«...Иисус Наставник, помилуй нас!»

Может быть, г-ну Осипову понадобилось из­вратить понятие субстанции, чтобы незаметно протащить свою идею о субстанциональном един­стве всего сотворенного, а затем выдвинуть еще какую-нибудь революционную теорию, вроде то­го, что Сын Божий через Свою человеческую Плоть, единосущную со всем остальным творени­ем, ввел весь космос в Свою Божественную Ипостась и спас ее, как у гностиков Христос - эон спа­сает ахамот-софию.

В целях популизма своих идей г-н Осипов на­зывает учение о преложении Святых Даров като­лическим. Борясь с Православием, он в целях ма­скировки утверждает, что борется с католициз­мом. Я повторяюсь, потому что надо помнить о его полемическом приеме.

Господин Осипов говорит, что вера в то, что хлеб и вино становятся Телом и Кровью Христа (т.е. вера всей Церкви),— это вера в какие-то алхимические превращения, что при такой вере Та­инство Причастия становится магизмом, т.е. чем-то сродным демонизму. Он утверждает, что эта вера, которую исповедует каждый причастник, всего-навсего грубое католическое понимание: «...это грубятина, просто невероятнейшая, кото­рой приходится только удивляться...» Мы удив­ляемся не только новаторству г-на Осипова, но также жаргону, на котором он говорит о священ­ных предметах.
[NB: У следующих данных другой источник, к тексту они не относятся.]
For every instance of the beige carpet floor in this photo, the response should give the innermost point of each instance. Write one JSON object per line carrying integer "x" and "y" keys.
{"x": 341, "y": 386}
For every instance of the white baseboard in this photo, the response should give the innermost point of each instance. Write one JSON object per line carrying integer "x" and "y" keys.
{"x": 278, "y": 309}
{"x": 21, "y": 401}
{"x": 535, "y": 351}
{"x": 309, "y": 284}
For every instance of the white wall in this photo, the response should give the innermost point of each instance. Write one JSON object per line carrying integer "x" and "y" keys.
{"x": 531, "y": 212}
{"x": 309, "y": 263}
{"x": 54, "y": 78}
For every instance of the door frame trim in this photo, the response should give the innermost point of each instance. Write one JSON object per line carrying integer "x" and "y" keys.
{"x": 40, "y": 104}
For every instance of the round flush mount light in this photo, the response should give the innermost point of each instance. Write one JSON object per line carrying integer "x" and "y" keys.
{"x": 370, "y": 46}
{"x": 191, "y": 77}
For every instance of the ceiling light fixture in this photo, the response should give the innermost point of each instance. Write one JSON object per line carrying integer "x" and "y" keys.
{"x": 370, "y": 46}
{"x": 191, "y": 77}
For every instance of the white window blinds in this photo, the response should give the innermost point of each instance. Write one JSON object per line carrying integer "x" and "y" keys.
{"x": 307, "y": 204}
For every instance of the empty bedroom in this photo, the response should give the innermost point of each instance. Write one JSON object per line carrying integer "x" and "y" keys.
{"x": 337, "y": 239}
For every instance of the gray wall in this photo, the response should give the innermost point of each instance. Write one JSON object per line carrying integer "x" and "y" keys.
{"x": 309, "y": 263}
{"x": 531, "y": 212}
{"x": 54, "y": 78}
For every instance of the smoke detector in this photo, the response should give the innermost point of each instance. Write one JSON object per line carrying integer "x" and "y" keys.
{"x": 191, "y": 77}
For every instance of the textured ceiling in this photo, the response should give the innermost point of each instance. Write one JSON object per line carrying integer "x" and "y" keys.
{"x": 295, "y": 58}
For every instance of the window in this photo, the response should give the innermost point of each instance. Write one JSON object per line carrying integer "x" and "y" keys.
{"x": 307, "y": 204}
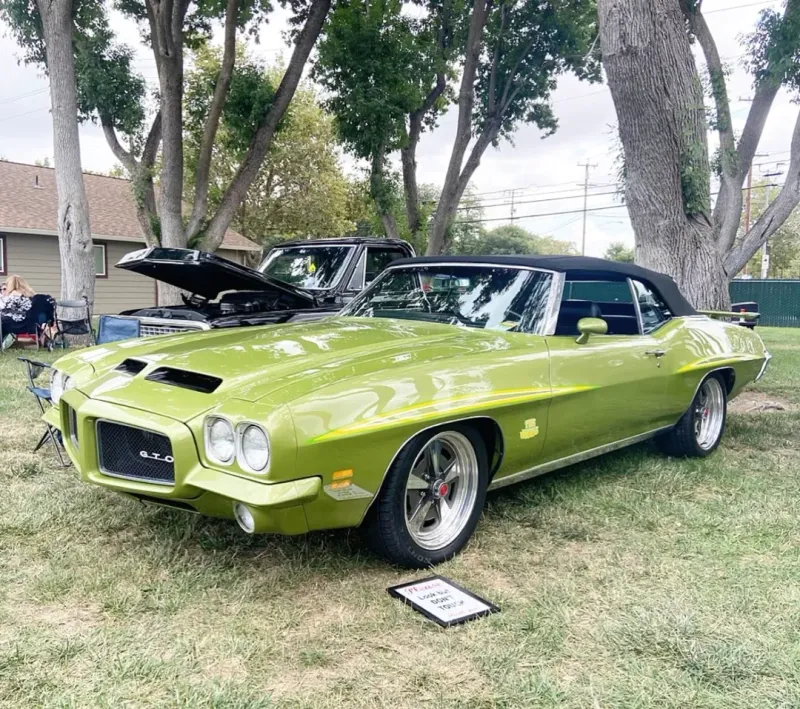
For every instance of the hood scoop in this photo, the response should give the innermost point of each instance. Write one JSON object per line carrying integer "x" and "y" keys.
{"x": 184, "y": 379}
{"x": 131, "y": 366}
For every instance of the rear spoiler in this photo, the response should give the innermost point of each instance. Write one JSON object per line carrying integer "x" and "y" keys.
{"x": 722, "y": 315}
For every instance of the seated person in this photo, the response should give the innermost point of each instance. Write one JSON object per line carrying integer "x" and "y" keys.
{"x": 15, "y": 302}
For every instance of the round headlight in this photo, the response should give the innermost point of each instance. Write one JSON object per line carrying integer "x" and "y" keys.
{"x": 255, "y": 448}
{"x": 219, "y": 439}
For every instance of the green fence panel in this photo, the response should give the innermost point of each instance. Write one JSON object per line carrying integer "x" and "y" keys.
{"x": 778, "y": 300}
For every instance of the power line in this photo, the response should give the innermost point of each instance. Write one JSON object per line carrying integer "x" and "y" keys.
{"x": 739, "y": 7}
{"x": 27, "y": 113}
{"x": 516, "y": 202}
{"x": 18, "y": 97}
{"x": 577, "y": 211}
{"x": 543, "y": 214}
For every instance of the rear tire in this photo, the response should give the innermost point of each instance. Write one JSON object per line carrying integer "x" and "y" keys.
{"x": 431, "y": 499}
{"x": 699, "y": 431}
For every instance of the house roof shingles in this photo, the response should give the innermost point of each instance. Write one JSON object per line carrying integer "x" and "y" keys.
{"x": 29, "y": 208}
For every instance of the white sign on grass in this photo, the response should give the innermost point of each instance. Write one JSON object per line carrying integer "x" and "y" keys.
{"x": 443, "y": 601}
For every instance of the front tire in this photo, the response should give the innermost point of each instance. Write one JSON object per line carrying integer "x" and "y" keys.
{"x": 432, "y": 498}
{"x": 700, "y": 429}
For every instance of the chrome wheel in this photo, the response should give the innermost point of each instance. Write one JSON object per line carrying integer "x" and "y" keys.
{"x": 441, "y": 490}
{"x": 709, "y": 413}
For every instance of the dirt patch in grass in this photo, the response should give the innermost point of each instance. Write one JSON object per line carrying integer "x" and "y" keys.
{"x": 749, "y": 402}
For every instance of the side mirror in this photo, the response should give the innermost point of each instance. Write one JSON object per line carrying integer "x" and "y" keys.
{"x": 590, "y": 326}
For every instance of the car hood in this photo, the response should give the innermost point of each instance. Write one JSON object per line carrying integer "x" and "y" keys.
{"x": 208, "y": 275}
{"x": 256, "y": 364}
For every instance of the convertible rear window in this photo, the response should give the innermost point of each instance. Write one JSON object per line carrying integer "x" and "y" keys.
{"x": 311, "y": 267}
{"x": 487, "y": 297}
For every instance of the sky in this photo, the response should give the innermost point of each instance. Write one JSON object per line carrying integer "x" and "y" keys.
{"x": 543, "y": 177}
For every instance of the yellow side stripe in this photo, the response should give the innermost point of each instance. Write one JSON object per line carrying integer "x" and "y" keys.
{"x": 420, "y": 412}
{"x": 715, "y": 362}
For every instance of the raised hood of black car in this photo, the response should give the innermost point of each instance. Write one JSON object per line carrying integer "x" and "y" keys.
{"x": 208, "y": 275}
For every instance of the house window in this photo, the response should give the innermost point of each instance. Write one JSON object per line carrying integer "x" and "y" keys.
{"x": 100, "y": 261}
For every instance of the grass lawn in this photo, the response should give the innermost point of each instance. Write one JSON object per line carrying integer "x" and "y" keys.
{"x": 629, "y": 581}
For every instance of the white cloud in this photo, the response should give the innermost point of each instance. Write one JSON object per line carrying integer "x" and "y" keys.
{"x": 534, "y": 167}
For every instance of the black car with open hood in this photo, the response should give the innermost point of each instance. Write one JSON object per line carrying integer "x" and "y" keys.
{"x": 298, "y": 280}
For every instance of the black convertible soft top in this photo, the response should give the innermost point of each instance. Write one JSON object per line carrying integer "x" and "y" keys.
{"x": 577, "y": 268}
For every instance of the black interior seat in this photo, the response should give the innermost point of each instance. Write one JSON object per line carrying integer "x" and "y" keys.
{"x": 573, "y": 310}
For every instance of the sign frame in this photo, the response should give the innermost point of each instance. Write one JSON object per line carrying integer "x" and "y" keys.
{"x": 394, "y": 592}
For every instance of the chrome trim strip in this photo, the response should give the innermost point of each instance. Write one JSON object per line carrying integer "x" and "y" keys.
{"x": 148, "y": 481}
{"x": 572, "y": 459}
{"x": 167, "y": 322}
{"x": 554, "y": 304}
{"x": 471, "y": 264}
{"x": 763, "y": 370}
{"x": 637, "y": 308}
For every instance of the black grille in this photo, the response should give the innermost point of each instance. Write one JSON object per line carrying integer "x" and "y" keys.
{"x": 129, "y": 452}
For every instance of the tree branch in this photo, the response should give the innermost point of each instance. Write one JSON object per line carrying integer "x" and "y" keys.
{"x": 141, "y": 175}
{"x": 259, "y": 145}
{"x": 466, "y": 102}
{"x": 124, "y": 156}
{"x": 728, "y": 208}
{"x": 152, "y": 142}
{"x": 377, "y": 189}
{"x": 408, "y": 154}
{"x": 505, "y": 100}
{"x": 496, "y": 58}
{"x": 212, "y": 122}
{"x": 774, "y": 215}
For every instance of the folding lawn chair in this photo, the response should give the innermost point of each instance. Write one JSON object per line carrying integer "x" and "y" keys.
{"x": 43, "y": 399}
{"x": 36, "y": 325}
{"x": 80, "y": 324}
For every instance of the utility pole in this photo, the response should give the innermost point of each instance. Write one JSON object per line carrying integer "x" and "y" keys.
{"x": 748, "y": 196}
{"x": 586, "y": 165}
{"x": 765, "y": 249}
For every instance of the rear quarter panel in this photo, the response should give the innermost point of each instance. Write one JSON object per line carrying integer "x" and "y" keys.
{"x": 698, "y": 345}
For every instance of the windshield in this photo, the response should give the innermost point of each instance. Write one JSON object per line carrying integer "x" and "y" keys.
{"x": 488, "y": 297}
{"x": 312, "y": 267}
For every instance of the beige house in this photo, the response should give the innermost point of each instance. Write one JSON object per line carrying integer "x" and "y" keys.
{"x": 29, "y": 241}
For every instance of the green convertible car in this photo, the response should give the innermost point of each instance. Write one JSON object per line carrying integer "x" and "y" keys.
{"x": 446, "y": 378}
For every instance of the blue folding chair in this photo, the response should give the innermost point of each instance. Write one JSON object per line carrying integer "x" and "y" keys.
{"x": 43, "y": 399}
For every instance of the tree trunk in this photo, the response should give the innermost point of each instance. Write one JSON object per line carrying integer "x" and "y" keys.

Это не единственный «перл» богословской стилистики, он пишет: «Неужели вот так и в Цар­ствие Божие можно завести, раз - и захлопнуть двери, не выскочишь оттуда, прямо красота...» Что это, цитата из журнала «Безбожник» или по­черк газеты «Московский комсомолец»? Оказы­вается, это ухарские выражения из лекции преподавателя Основного богословия…

Профессора до­революционных духовных академий отличались глубоким знанием классического русского языка и их произведения с формальной стороны можно было рассматривать как образцы стилистики. Те­перь мы видим деградацию языка, которая явля­ется отражением деградации мышления, так как язык представляет собой как бы тело мысли.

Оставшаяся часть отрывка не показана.